German Export

Brewery and Country of Origin: Victory Brewing Company of 420 Acorn Lane, Downingtown, PA, 19335, USA

Date Reviewed: 10-22-12

For over 200 years (since 1810), the City of Munich in Bavaria, Germany, has hosted the world's largest party... we mean fair, also known as Oktoberfest. At the beginning of fall each year, over 6.5 million people attend this 16-18 day long festival celebrating more than just Munchner brews, between late September and early October. Originally celebrating the royal wedding between King Ludwig I and Princess Therese of Saxe-Hildburghausen, the festival has evolved into a widely recognized beer and agricultural festival which celebrates the culture and lifestyle of Bavaria. Though the price for a stein of beer has gone up dramatically in recent years, the beer at the festival tents continues to sell in record volumes. In 2010, 7.1 million liters of beer was sold to 6.4 million visitors. As far as the beer itself goes, official Marzen/Oktoberfest beer (of the Lager family) has to be brewed within the city limits of Munich, and must follow the Reinheitsgebot purity law. Typical bavarian music and food (along with other alcoholic beverages other than beer) are available for people to enjoy. The end of harvest beer style has become so popular that it has been replicated in great numbers around the world, most notably in The United States, where the lager is by far the most popular style produced and consumed. Available from August to October, the Festbier by Victory uses German malt and hops, and though you won't find it within thousands of miles of Munich, it does mean that you can enjoy some of the Oktoberfest experience without getting hot cheese soup spilled on you.
Date Sampled: 9-15-12 - At: Lord Hobo, 92 Hampshire Street, Cambridge, MA, 02139, USA
Beer Style: Marzen/Oktoberfest
Alcohol by Volume: 5.60%
Serving Type: Keg, 500ml Mug
Rating: 3.87


The Festbier pours somewhat smooth with very low carbonation action, giving this solid beer a very thin and weak foam head. No lacing occurs on the glass. This is a clear beer with a decent amount of shine and a rich, dark amber color. This beer's color is a result of the traditional use of caramel roasted malt.
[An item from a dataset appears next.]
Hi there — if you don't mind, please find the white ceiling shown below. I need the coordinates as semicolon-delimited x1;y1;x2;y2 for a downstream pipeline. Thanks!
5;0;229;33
As is normal with caramel malt heavy Oktoberfests, this beer gives off a very sweet, fairly prominent caramel and medium roasted malt aroma with very little hoppy character to speak of. The aroma also gives off a bit of nuttiness, as well as some biscuity or bread like notes.
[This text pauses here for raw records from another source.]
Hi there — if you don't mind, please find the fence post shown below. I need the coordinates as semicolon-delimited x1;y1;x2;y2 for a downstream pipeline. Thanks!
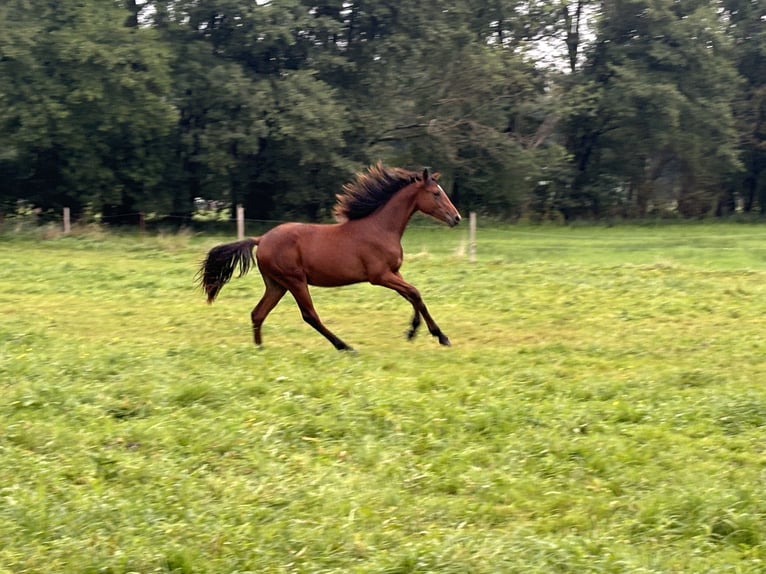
237;205;245;241
468;211;476;263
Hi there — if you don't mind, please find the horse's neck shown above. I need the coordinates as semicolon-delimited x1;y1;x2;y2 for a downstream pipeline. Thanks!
370;186;417;237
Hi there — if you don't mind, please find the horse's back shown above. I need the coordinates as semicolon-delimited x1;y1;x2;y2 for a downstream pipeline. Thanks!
256;222;374;287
This is a medium light bodied brew with a lower viscosity, a low level of carbonation, and a smoother feel overall. There is a moderate amount of dryness at the finish with very little lingering. This beer is fairly easy to drink with a moderate light weight. There is some definite bitterness in the finish as well.
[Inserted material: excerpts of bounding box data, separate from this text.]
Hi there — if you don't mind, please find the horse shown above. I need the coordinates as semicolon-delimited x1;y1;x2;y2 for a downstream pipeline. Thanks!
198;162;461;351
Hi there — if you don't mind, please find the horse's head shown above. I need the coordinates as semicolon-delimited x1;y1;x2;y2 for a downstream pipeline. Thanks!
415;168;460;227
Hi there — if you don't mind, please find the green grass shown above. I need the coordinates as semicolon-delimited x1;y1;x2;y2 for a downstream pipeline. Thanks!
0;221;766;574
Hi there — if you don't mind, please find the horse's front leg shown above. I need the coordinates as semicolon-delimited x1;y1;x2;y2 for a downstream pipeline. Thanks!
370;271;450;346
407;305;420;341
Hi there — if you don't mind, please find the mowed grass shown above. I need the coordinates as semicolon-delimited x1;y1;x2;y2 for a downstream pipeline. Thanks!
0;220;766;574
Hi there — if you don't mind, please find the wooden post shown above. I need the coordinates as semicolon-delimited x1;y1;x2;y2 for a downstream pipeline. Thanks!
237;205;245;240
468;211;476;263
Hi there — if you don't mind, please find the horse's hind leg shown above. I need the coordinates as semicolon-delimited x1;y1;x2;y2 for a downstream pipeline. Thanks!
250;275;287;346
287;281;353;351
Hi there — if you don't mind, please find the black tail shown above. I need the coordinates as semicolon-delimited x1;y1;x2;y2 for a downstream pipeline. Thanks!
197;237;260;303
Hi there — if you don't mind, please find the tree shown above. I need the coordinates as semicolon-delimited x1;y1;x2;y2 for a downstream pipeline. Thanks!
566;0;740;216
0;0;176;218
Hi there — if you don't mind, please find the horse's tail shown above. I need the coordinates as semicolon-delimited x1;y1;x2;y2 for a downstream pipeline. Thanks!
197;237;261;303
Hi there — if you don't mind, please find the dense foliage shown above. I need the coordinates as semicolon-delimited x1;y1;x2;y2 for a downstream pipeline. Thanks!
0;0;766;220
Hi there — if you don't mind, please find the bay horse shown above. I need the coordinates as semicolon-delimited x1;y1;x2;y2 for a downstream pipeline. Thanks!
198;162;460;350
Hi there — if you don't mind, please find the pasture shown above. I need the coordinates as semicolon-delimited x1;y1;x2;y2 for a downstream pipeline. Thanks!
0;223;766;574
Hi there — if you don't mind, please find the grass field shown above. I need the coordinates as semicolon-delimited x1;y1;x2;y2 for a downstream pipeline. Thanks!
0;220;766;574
The flavor is dominated by a rich, roasted sweet malty profile with a well balaced mixture of both sweetness and bitterness through the entirety of the flavor experience. This beer is sweeter at the beginning, emphasizing the use of lighter German malt, mixing with hops in the middle of the tounge, and finishing with a generally hops prominent, short lingering aftertaste.

Our Take

Sadly, for those of you who were looking forward to heading to Bavaria for the festival this year, Oktoberfest is over, which means you'll have to wait until fall 2013. Fear not though, because there is still a short window of opportunity to get your hands on a real American alternative. The Festbier has all of the great malty qualities of the authentic brews without the authentic import price. A rich nutty aroma welcomes the beer drinker to satisfy sensual curiosity with an easily taken substantial gulp of what genuinely is a great attempt at recreating the local Munchner offering. This is a medium weighted beverage which is relatively easy to drink, making it a bit precarious for the over eager drinker, especially when served in large mugs. We're not going to say that this is as good as getting a real Marzen in a German beer tent with kasespatzle and wurst. We don't even know whether this beer abides by the Reinheitsgebot. What we can say though, is that this is a beer which can be looked at like an valuable souvenir. A little piece of local culture often made in some foreign country, made to represent some country or travel experience where it is sold in (manufacturing job outsourcing debates aside). Sure, we can't formally promise you that you'd like this as much as a trip to Munich but at the least, this is a very good beer. We'd recommend you give it a whirl before you go off and spend $3000 on a round trip Lufthansa flight... just for good measure (and we know how the Germans like that attitude).